Fields

There are a number of fields available in Enso. This page documents functionality that is available to all classes.

Note: Many of the methods here start with `set` or `add`. There are corresponding `get` methods for most of these.

The Name of the Field

You set the name of the field when you first instantiate it. For example here is a text field for a column called name.

TextField::make('name'),

The name should correspond to an attribute on the model and usually to the database column that this attribute is stored in.

You can manually get and set the name for a field, though you will rarely need to do this.

$field = TextField::make('name');
$field->setName('surname');
$field->getName(); // 'surname'

Label

Sometimes the name of a column isn't something that you want a user to see. For example image_id. In this case you can change the text that will be used to label the field.

TextField::make('user_group_name_string')->setLabel('Group');

Placeholder

You often want a placeholder in forms. You can do that.

TextField::make('name')->setPlaceholder('E.g. John Smith');

Help Text

You can display some small text below the field to give extra instructions to a user.

FileUploadFieldResumable::make('image')->setHelpText('Image should be at least 500 x 500px');

Fieldset Classes

You can use this to add a class to the field's wrapper element. This corresponds to a Bulma .column element, so you can add things like is-half or is-half-desktop.

Note: the naming of this is a legacy from when Enso used Bootstrap in the backend and is due for a refactor.

Also note: You want to use addFieldsetClass or setFieldsetClasses, not setFieldsetClass.
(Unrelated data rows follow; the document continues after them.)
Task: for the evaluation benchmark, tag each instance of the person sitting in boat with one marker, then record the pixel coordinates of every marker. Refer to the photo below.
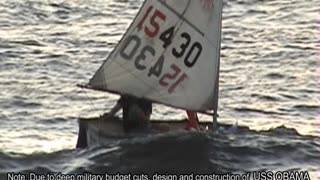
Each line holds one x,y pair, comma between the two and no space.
136,113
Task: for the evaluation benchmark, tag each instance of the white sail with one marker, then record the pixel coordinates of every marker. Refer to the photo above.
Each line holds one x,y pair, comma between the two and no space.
169,54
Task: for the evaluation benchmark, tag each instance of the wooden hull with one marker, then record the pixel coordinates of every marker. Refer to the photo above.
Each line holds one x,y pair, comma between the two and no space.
97,131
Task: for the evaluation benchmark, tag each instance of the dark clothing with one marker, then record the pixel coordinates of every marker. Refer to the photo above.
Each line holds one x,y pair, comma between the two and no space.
136,113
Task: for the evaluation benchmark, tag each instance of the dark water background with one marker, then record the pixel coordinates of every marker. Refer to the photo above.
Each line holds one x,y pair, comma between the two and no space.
270,83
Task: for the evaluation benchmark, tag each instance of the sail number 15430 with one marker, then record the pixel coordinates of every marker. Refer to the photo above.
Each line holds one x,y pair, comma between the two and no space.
152,29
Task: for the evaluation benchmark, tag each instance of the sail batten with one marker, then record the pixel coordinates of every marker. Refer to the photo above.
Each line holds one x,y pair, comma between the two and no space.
169,54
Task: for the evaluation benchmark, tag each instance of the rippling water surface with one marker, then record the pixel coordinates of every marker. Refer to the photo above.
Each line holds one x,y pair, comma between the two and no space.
269,78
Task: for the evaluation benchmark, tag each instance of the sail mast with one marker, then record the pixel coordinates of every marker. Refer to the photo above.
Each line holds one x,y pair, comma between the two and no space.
216,84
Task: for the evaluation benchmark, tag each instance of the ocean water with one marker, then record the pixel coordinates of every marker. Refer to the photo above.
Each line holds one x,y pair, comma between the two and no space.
269,85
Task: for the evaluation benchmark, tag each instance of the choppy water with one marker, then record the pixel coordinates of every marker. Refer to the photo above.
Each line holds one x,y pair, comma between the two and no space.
269,78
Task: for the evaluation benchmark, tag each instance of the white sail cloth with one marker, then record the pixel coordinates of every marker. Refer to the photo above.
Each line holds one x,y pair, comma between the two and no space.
170,54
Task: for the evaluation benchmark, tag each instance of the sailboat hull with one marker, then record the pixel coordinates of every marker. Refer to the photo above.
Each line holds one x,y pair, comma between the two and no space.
98,131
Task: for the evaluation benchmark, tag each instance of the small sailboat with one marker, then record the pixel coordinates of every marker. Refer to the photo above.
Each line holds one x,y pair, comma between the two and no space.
169,55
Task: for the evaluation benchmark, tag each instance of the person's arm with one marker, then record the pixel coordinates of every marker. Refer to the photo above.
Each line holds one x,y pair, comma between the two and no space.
113,111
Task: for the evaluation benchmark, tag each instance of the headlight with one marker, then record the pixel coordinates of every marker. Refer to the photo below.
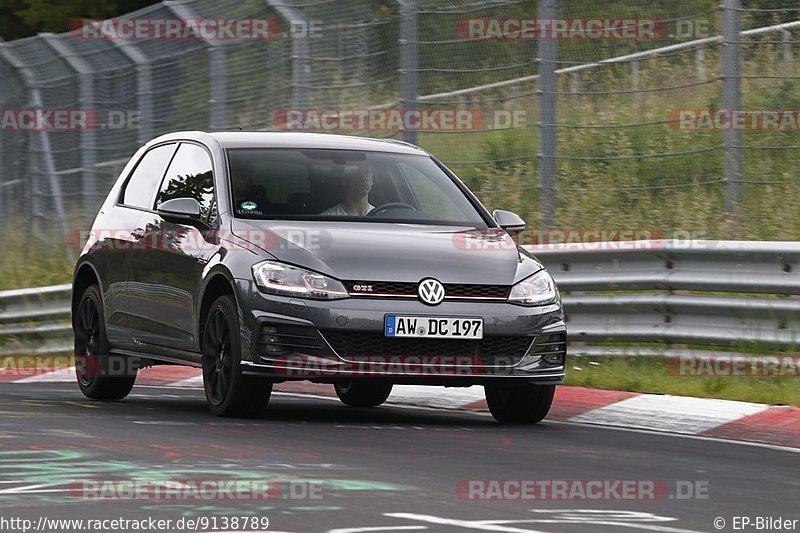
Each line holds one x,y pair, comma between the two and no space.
285,280
534,290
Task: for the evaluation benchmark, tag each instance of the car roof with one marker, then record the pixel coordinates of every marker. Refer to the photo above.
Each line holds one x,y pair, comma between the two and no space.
302,140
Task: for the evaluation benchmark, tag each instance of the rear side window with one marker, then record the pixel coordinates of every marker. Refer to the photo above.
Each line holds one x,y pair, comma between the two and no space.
142,185
190,176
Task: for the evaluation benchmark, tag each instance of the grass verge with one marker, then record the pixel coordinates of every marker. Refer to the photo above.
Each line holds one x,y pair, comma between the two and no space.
651,375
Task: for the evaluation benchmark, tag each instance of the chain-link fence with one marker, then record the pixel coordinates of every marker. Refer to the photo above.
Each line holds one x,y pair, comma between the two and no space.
576,114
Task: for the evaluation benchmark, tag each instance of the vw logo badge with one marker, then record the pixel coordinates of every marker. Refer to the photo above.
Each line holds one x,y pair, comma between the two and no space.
431,291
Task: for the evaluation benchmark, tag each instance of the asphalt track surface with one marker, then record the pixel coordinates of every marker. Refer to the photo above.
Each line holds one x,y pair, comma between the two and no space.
335,468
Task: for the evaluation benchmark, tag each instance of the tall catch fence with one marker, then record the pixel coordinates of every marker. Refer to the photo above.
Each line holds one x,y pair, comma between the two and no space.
611,116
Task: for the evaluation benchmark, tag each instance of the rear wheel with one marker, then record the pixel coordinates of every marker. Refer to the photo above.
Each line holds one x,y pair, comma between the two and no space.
519,404
98,376
363,393
229,392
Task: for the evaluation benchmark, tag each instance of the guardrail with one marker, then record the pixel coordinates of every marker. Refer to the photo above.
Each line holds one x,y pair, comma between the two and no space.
721,294
724,294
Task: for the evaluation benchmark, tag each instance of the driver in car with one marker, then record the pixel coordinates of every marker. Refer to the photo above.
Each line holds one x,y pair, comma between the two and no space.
357,182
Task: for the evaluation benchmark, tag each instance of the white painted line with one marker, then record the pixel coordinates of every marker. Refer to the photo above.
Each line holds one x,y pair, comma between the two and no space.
676,414
62,375
195,382
441,397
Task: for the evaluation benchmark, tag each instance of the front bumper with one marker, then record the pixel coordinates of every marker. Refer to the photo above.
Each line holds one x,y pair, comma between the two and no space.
291,339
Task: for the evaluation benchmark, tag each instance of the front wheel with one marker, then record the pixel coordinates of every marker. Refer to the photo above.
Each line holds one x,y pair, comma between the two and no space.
363,394
519,404
229,392
98,377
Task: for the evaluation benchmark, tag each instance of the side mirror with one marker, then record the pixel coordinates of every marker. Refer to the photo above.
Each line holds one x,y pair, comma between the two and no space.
180,209
511,222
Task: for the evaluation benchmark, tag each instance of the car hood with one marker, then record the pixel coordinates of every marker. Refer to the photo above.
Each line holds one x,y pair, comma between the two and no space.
392,252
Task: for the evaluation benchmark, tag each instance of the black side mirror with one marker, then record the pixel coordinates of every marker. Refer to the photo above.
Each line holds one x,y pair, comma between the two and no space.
180,209
511,222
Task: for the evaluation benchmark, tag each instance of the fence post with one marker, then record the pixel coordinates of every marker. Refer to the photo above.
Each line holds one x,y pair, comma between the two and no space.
216,68
787,47
88,136
546,61
409,62
301,69
144,89
731,101
44,150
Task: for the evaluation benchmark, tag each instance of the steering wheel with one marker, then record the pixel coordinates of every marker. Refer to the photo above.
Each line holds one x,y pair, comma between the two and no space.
390,205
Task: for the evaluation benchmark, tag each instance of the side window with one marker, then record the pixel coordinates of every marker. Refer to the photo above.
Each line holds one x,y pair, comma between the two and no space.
190,176
142,184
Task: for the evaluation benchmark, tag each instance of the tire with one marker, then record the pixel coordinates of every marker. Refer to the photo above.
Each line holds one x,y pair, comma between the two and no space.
229,393
519,404
363,393
98,378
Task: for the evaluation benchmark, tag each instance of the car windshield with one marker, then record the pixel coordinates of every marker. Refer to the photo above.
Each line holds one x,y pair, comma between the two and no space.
346,185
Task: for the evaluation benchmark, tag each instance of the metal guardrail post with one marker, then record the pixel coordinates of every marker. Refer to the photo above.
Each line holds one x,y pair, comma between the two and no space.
216,68
548,169
409,62
732,101
301,69
88,136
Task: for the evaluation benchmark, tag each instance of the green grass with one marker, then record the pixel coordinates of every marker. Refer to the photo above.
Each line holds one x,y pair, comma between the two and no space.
651,375
26,262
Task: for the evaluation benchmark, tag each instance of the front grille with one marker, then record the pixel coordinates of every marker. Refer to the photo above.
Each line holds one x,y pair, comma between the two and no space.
401,288
350,344
552,348
276,340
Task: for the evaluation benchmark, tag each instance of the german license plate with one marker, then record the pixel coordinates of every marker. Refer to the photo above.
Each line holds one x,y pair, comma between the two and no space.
433,327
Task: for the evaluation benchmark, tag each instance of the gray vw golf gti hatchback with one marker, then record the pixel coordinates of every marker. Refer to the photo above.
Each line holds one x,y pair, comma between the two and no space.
270,257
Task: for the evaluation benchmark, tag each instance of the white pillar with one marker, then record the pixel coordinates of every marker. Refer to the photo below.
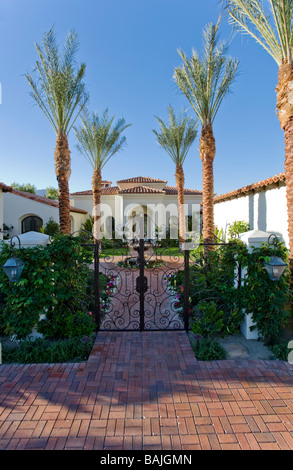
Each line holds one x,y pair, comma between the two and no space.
253,238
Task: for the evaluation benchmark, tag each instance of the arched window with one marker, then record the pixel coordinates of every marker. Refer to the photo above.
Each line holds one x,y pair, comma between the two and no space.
31,223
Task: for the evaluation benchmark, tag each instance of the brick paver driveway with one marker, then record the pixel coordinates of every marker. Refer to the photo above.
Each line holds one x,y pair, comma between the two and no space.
147,391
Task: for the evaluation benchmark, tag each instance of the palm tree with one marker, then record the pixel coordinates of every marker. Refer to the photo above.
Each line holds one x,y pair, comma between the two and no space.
176,137
205,82
59,91
271,26
98,141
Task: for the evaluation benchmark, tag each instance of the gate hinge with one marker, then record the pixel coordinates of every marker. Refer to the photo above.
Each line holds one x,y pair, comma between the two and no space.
141,284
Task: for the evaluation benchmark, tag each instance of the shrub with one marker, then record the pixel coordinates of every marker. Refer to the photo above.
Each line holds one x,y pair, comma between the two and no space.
208,320
44,351
51,228
209,350
54,281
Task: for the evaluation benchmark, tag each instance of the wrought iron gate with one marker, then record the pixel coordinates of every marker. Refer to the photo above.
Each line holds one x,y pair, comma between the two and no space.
151,288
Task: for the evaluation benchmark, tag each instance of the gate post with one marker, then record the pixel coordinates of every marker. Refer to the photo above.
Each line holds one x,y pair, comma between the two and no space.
97,310
186,291
141,293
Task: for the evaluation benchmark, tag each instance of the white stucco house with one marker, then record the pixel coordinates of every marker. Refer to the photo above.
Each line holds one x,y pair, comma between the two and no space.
23,212
3,189
263,205
129,197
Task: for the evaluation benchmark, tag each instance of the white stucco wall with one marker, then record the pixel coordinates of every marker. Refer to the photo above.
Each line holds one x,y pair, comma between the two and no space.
120,206
1,214
16,208
265,210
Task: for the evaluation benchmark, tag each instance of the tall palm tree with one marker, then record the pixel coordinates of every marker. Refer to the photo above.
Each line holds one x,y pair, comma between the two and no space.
176,137
271,25
58,89
98,141
205,81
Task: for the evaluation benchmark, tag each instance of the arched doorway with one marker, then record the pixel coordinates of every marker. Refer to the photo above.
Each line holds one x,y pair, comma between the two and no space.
31,223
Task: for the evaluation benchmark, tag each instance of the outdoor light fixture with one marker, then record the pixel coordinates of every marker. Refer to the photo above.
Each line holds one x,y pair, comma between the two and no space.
275,266
13,266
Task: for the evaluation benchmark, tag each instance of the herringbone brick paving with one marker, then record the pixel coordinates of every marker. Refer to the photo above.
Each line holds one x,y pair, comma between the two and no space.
146,391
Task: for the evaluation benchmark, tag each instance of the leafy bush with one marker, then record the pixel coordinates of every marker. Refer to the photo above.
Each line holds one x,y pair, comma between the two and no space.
53,282
267,300
209,350
44,351
209,320
51,228
239,226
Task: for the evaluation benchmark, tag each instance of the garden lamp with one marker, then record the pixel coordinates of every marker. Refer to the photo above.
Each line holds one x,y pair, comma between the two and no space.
275,266
13,269
13,266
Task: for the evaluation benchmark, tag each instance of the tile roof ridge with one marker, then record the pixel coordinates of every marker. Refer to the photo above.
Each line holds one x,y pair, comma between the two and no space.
43,200
250,187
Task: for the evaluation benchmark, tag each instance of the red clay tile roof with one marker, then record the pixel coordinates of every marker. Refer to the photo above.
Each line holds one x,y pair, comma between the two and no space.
110,191
168,190
142,179
173,190
251,187
5,188
43,200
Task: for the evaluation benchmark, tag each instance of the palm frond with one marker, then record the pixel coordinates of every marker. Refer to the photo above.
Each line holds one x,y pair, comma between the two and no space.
177,135
270,25
56,83
206,80
98,140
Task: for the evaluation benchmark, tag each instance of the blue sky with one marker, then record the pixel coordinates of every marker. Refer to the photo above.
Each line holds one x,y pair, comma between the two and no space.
130,48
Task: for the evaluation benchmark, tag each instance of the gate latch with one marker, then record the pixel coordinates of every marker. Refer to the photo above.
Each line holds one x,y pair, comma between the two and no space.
141,284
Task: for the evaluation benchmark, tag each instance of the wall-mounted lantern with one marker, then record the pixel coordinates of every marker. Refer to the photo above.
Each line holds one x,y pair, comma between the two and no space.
13,266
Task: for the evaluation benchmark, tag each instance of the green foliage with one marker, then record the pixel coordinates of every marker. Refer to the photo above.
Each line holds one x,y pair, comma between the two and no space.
267,300
54,282
209,320
238,226
281,350
45,351
177,136
28,188
209,350
206,80
57,84
52,193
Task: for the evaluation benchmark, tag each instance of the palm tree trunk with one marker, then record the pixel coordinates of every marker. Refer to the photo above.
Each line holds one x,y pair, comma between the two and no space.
62,170
179,175
285,113
97,188
207,150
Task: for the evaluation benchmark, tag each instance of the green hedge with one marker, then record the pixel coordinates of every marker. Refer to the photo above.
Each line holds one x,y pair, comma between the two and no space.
56,281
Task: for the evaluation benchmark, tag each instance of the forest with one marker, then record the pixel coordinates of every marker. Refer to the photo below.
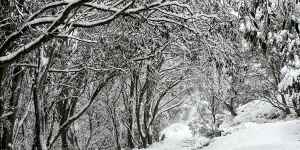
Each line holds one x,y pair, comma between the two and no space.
115,74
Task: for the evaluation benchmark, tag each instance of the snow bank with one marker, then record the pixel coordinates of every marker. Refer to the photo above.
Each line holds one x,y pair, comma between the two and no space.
255,111
267,136
178,136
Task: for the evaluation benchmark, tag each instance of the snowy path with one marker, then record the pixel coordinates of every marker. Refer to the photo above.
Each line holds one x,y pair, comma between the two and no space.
247,136
267,136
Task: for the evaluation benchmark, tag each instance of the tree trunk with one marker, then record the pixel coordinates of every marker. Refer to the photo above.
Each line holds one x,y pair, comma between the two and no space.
230,109
286,108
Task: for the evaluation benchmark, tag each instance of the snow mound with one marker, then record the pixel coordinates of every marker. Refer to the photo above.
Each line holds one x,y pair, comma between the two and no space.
176,130
178,136
255,111
254,136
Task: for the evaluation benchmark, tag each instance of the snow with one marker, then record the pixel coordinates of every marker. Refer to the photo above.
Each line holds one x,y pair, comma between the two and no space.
178,136
254,136
252,129
255,111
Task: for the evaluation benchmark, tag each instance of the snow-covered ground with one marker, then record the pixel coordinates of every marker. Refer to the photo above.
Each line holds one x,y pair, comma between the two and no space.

TextField::make('name')->addFieldsetClass('is-half-desktop');

Default Value

You can set a default value for the field. This can be dealt with at the database level but it can also be convenient for a user to see this value before saving.

TextField::make('type_of_thing')->setDefaultValue('normal_regular_thing');

Edit Permissions

You can prevent a certain field bneing edited by users that do not have the appropriate permissions.

TextField::make('secrets')
    ->setEditPermission('can_edit_secrets')

Restrictions

You can also use a callable to decide who can see a field.

TextField::make('name')
    ->setFieldRestrictions(function () {
        return false; // Nobody will see the name field
    });

Write Filters

You can filter data before it is written to the database. Here we'll reverse a string before saving it. I don't know why you would want to do that but you could.

TextField::make('name')
    ->addWriteFilter(function ($value) {
        return strrev($value);
    });

Custom Data Writing

By default a field will write the data to the field with the given name. You can override the method that does this and use your own log storage logic.

TextField::make('name')
    ->setCallback(function ($item, $data, $field) {
        Log::info("$data was just saved but we're going to log it instead.");
    });

Readonly

You can make a field readonly.

TextField::make('name')->setReadonly();

Disable

You can make a field disable.

TextField::make('name')->setDisabled();

Regex Pattern Validation

You can apply a value to the HTML pattern field for validation.

TextField::make('country_code')->setPattern('[A-Za-z]{3}');

Sanitization

You can set sanitization options. How these are used will vary from field to field. For TextField and TextareaField this value will be passed to HTML Purifier.

TextareaField::make('some_html')->setSanitizationSettings($settings);

Translations

See the Localisation section for more details.